Random shuffled value generator?

111 Views Asked by At

Is there an algorithm that can be used as pseudo random value generator as if the sequence was produced by shuffling ? By that I mean that in a set of k values and k generator calls each value is returned exactly once.

The goal is to have a pseudo random generator that has no duplicates.

The shuffling algorithm is well known and documented. It randomly picks a value in the set of not yet returned values.

This is simple and fine when the list of k values left to pick from may be stored in memory. When the set is big, like for instance the whole set of 32 bit values, it is not feasible and optimal.

EDIT: Thank you very much for the answers and comments. I forgot to mention that it should be difficult to predict the sequence of values even when the user managed collect a large set of them.

This is why this question is not a duplicate of this question.

Ciphering the sequence number 0 to 2^32-1 as suggested by @rossum seam to be a promising method.

I have the impression that the use of asymmetric ciphering would be preferable to make it harder to deduce the key from a sequence of values. A solution like this one could probably do the job. I now need to derive the code to do that. :)

2

There are 2 best solutions below

3
rossum On

Use an encryption. Because encryption is one-to-one if you start with a unique number, you will get a unique number out. So, if you encrypt 0, 1, 2, 3, ... with a fixed key you will get a set of unique numbers out. All you have to keep track of is how far you have got in the input sequence, and the key you are using.

For 32 bit numbers, use a 32 bit block cipher. For 64 bit numbers use a 64 bit cipher etc.

For other ranges you could use some form of Format Preserving Encryption, likely cycle walking, for just numbers in a given range.

1
Dave On

Say we want to shuffle n integers, and n is too big to fit in memory. Choose k s.t. 4n/k fits in memory.

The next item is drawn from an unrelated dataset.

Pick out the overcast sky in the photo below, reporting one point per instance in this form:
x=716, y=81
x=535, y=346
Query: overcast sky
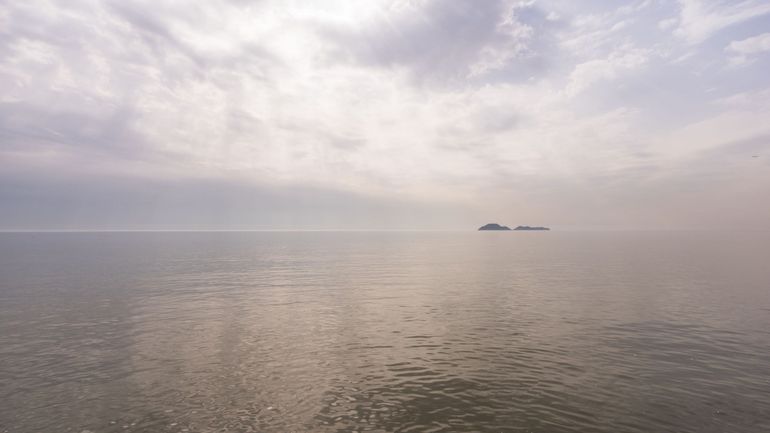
x=159, y=114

Divide the range 0-(n-1) into k consecutive subranges (0-(n/k-1), n/k to 2n/k-1, ...).

Process these subranges in order.

For each subrange, perform Fisher-Yates as if we were performing it for the full 0-(n-1) range, but when you'd swap with something not in memory, store the swap instead. Each swap is a pair of integers, so at the end of each subrange we might have 3x the size of the subrange in memory. As you store swaps, keep together swaps that are in the same remote subrange (e.g. by using a hash from subrange_id => swap).

After building this hash for a given subrange, in turn load each remote subrange that has at least one swap into memory. Parse your swaps and swap as appropriate. Save the remote subrange back to file once processed.

Then, save the local subrange to file and move on to the next subrange.